Age of Ascent - Developer Blog

A Journey of Optimization - The Saga of Ben's Magic Number

November 23rd, 2016 by Ben Adams

ASP.NET Community Standup: De Bruijn and Ben's Magic Number

A pull request from the Age of Ascent team was recently merged to the ASP.NET Core Kestrel Webserver.

Excerpts from this week’s ASP.NET Community Standup where they discuss the Saga of Ben’s Magic Number…

39:15

Scott Hanselman

I was at Connect(); you know trying to do right by the team. And Maria gave a great talk and I gave a talk and we showed Visual Studio 2017.

We showed the perf stuff that was all the rage. The hacker news coverage seemed to be fairly positive. People feel like we are actually serious. With each new release there is that statement “You know we are serious about this, aren’t you?”

Jon Galloway

You know there was a thing today on the front page of Hacker News? Talking about the whole Ben’s magic number thing; that pull request on Kestrel.

Damian Edwards

The one we just accepted. Months in the making that one; it was crazy.

Scott Hanselman

What was that? Can you provide some context there?

Damian Edwards

There is a point in Kestrel’s code where bytes are coming off the wire; its basically when we are parsing HTTP and we are looking at blocks of bytes at a time using the Vectorization stuff that we have spoken about a couple of times. Once we run the vector operation and we get back a result, that result will tell us “yes there was a byte that you are interested in in this chuck of bytes”; but it doesn’t tell us where; because it gives you are result in the same size that you passed to it.

So if you pass it a 64 bit byte block of bytes or 8 bytes you get back a result that’s 8 bytes. And you have to find where is the byte that I care about. Because we are looking for a carriage return line feed, or something like that.

And suprisingly on plaintext that actually shows up on the profiles; because the vast majority of the time is parsing bytes as they come in off the wire and turning them into http objects.

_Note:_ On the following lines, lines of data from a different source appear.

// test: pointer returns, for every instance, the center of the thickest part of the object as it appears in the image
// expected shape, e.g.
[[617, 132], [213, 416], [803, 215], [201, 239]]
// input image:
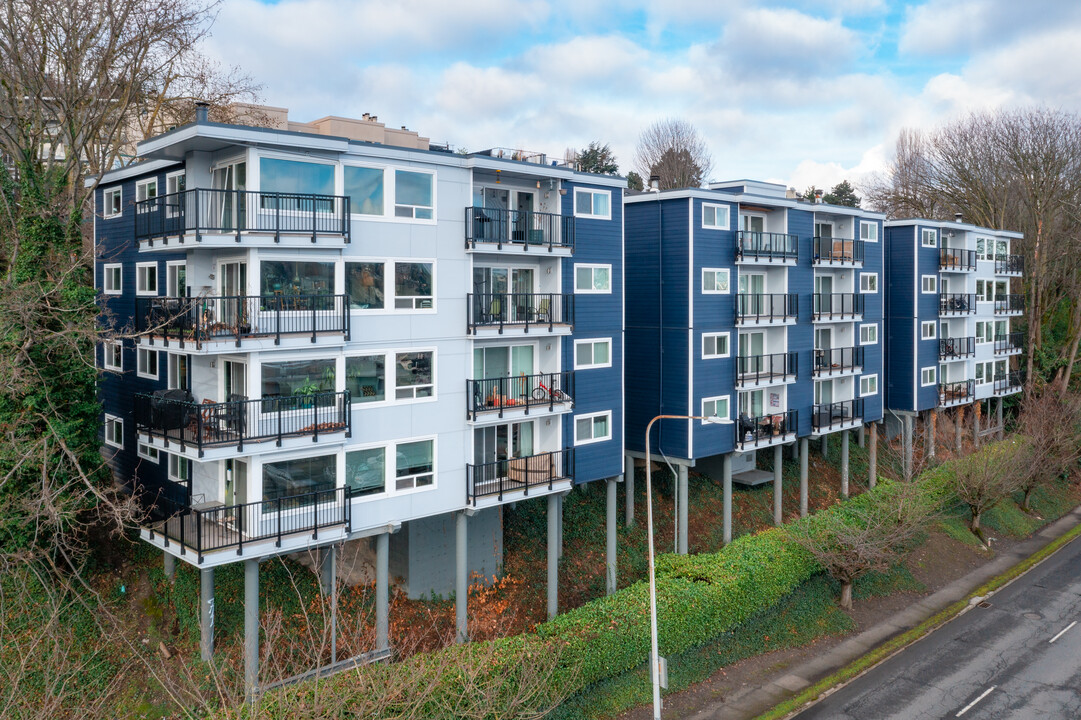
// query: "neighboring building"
[[750, 305]]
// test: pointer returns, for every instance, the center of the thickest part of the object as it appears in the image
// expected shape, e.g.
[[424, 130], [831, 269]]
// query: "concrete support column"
[[803, 477], [207, 613], [462, 576]]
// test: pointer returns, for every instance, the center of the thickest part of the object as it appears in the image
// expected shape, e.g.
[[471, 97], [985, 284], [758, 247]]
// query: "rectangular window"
[[592, 428], [715, 280], [595, 279], [414, 195], [592, 203], [112, 279], [414, 375], [715, 345], [590, 354], [715, 216]]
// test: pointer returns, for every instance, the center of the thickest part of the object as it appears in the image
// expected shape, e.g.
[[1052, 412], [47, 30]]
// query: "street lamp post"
[[655, 653]]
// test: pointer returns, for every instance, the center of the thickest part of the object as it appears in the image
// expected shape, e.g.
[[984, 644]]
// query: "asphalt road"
[[1018, 658]]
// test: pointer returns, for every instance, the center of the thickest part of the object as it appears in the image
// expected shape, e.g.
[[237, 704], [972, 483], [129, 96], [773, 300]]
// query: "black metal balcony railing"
[[1008, 304], [207, 530], [501, 477], [957, 303], [758, 369], [519, 391], [836, 251], [1009, 343], [518, 228], [1009, 264], [770, 307], [173, 416], [203, 211], [838, 360], [957, 260], [766, 247], [836, 414], [952, 348], [209, 318], [950, 394], [519, 310], [764, 429], [838, 306]]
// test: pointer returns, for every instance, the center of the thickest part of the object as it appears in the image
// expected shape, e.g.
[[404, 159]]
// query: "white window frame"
[[592, 277], [591, 416], [592, 341], [592, 203], [716, 336]]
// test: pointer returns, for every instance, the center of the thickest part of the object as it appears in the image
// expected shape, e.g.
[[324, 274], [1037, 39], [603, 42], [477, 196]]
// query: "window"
[[114, 356], [868, 334], [114, 431], [715, 280], [592, 354], [147, 363], [868, 385], [592, 203], [715, 216], [414, 375], [592, 279], [592, 428], [715, 345], [413, 195], [414, 465], [364, 188], [112, 279], [110, 202], [146, 279]]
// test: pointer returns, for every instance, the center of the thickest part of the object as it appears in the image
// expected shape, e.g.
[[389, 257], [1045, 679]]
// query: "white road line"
[[1063, 631], [970, 705]]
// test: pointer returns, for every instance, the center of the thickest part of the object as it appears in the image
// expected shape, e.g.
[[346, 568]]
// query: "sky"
[[796, 92]]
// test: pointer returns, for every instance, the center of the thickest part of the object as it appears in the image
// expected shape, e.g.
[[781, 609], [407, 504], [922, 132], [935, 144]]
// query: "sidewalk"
[[752, 702]]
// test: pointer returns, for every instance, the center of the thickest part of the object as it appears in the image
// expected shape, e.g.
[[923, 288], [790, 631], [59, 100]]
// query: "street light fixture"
[[654, 652]]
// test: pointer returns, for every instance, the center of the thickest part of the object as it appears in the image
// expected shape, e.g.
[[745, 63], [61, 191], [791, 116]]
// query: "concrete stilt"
[[803, 477], [207, 613], [610, 578], [462, 576], [251, 626]]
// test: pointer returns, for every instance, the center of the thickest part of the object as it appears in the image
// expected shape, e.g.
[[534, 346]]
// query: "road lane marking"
[[973, 703], [1063, 631]]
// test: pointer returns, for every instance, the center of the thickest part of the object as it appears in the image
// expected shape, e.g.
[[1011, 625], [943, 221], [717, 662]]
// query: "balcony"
[[766, 309], [1009, 265], [517, 230], [956, 394], [838, 361], [956, 348], [518, 395], [758, 370], [214, 322], [833, 307], [957, 303], [836, 416], [232, 216], [765, 430], [1008, 305], [837, 252], [288, 521], [172, 421], [766, 248], [519, 311], [1009, 344], [517, 477]]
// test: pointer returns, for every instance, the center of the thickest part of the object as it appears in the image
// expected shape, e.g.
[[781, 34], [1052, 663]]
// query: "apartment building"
[[325, 340], [748, 305]]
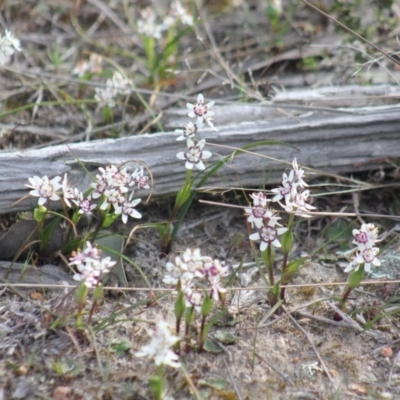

Previously we were using what’s called a quasi-tree search; which was basically a binary tree search through the resulting bytes that came back and so we were trying to check one half against a know mask and if that didn’t work we’d check the other half; then we’d dive down half every time till we found the region it was in. So in worse case it was; I don’t know whatever the big O notation is, O(log N) or something.

So that was ok, but someone discovered there are other interesting bit things you can do for these types of patterns. Specifically the chess community, from my understanding, which has been building chess software - they have to deal with a lot of these types of problems. “I have to find the least significant blah blah in a matrix of blah”; and they have all these crazy tricks and mathematical algorithms that they use to do these things.

Some of these are only very recently known, like in the last decade or so. There is a very good page on Stanford’s website called Bit Twiddling Hacks and it has all these interesting algorithms for doing stuff.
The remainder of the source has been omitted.